GATK

GATK_CatVariants

Authors

Michal Gordon

Affiliation

Bioinformatics core facility

Organization

National Institute of Biotechnology in the Negev, Ben Gurion University.

A class that defines a module to concatenate chromosome to get one VCF file for each sample.

Attention

The module generate script for each sample - chromosom.

The programs included in the module are the following:

  • CatVariants (GATK)

Requires

  • self.sample_data[sample][chr]["GATK_vcf"]

Output

  • self.sample_data[sample]["vcf"]

Parameters that can be set

Parameter

Values

Comments

genome_reference

chrom_list

Comma-separated list of chromosome names as mentioned in the BAM file

Lines for parameter file

GATK_CatVariants1:
    module: GATK_CatVariants
    base: GATK_SelectVariants_VEPfiltered
    script_path:     /path/to/java -cp /path/to/GenomeAnalysisTK.jar org.broadinstitute.gatk.tools.CatVariants
    genome_reference:   /path/to/gatk/bundle/b37/human_g1k_v37_decoy.fasta
    chrom_list: "1, 2, 3, 4, 5, 6, 7, 8, 9, 10, 11, 12, 13, 14, 15, 16, 17, 18, 19, 20, 21, 22, X, Y, MT"

References

Van der Auwera, Geraldine A., et al. “From FastQ data to high‐confidence variant calls: the genome analysis toolkit best practices pipeline.” Current protocols in bioinformatics 43.1 (2013): 11-10.‏

GATK_gvcf

Authors

Michal Gordon

Affiliation

Bioinformatics core facility

Organization

National Institute of Biotechnology in the Negev, Ben Gurion University.
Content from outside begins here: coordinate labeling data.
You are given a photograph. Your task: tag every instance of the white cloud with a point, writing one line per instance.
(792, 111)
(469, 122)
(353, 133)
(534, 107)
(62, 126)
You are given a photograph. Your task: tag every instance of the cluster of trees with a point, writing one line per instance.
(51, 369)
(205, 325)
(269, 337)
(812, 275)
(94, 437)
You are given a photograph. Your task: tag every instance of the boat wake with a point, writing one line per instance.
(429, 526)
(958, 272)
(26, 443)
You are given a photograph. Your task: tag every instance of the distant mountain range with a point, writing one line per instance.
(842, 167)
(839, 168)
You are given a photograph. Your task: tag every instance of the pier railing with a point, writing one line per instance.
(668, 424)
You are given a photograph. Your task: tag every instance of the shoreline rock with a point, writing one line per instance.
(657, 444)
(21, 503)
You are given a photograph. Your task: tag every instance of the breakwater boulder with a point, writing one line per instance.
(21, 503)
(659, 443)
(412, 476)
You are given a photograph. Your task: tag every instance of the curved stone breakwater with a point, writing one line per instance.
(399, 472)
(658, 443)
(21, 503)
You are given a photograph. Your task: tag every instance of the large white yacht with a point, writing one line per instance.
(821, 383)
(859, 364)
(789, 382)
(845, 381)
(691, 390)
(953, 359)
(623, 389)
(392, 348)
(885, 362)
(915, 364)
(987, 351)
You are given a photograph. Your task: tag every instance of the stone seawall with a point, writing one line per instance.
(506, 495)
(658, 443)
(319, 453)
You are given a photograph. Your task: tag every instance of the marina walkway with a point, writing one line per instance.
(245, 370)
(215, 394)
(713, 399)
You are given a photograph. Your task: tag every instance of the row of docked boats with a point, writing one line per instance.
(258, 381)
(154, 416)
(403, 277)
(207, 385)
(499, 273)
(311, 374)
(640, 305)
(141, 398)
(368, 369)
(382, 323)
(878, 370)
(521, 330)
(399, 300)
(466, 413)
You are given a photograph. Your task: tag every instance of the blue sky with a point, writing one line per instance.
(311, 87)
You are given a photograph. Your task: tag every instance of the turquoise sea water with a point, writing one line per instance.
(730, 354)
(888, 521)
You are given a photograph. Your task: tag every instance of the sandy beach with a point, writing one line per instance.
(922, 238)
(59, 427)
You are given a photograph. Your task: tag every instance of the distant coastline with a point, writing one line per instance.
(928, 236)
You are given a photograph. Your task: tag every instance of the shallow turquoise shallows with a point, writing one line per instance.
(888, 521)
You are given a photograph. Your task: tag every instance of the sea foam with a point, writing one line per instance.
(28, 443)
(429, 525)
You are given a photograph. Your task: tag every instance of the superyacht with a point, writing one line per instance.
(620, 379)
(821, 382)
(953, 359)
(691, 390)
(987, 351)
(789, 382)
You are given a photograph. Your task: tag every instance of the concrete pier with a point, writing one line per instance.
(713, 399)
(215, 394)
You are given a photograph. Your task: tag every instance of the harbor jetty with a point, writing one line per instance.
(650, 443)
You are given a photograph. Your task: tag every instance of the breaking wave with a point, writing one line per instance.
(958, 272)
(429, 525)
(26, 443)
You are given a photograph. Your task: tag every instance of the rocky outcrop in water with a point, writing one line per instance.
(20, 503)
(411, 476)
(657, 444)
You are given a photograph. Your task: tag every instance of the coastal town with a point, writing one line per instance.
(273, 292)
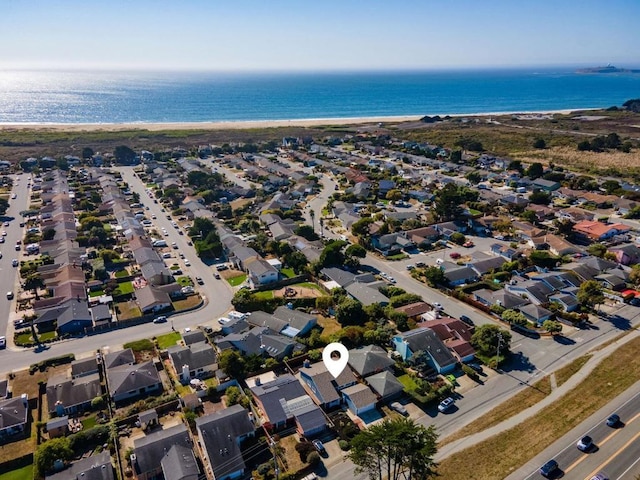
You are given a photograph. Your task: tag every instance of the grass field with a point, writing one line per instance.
(518, 445)
(24, 473)
(238, 280)
(168, 340)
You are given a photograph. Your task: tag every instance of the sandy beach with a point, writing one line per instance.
(243, 125)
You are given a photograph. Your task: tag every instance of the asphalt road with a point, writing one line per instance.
(616, 452)
(9, 278)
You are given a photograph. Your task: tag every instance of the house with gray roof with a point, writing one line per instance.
(14, 415)
(426, 341)
(321, 386)
(193, 361)
(152, 300)
(150, 451)
(359, 399)
(221, 435)
(71, 316)
(69, 396)
(368, 360)
(131, 381)
(385, 385)
(94, 467)
(120, 357)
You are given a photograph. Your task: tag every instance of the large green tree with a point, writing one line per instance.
(590, 293)
(396, 449)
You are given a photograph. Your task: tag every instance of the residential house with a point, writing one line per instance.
(280, 400)
(359, 399)
(14, 415)
(71, 316)
(426, 341)
(160, 453)
(535, 313)
(422, 237)
(368, 360)
(70, 396)
(131, 381)
(152, 300)
(627, 254)
(321, 386)
(221, 435)
(94, 467)
(193, 361)
(598, 231)
(455, 334)
(385, 385)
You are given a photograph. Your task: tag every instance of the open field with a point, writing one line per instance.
(529, 438)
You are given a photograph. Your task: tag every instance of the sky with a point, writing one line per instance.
(289, 35)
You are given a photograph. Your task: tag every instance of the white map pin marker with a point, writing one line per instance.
(335, 365)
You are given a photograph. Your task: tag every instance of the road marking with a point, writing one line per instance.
(620, 450)
(605, 440)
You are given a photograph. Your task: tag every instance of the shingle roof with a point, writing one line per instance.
(70, 392)
(151, 449)
(285, 387)
(95, 467)
(198, 355)
(132, 377)
(385, 384)
(369, 359)
(179, 464)
(218, 434)
(360, 395)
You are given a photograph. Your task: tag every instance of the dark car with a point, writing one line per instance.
(549, 468)
(585, 443)
(319, 447)
(467, 320)
(613, 420)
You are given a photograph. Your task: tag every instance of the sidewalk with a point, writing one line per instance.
(555, 395)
A class that defines a module for generate gVCF file from BAM file.

Attention

The module generate script for each sample-chromosom.

The programs included in the module are the following:

  • HaplotypeCaller (GATK)

Requires

  • self.sample_data[sample]["bam"]

Output

  • self.sample_data[sample][chr]["GATK_g.vcf"]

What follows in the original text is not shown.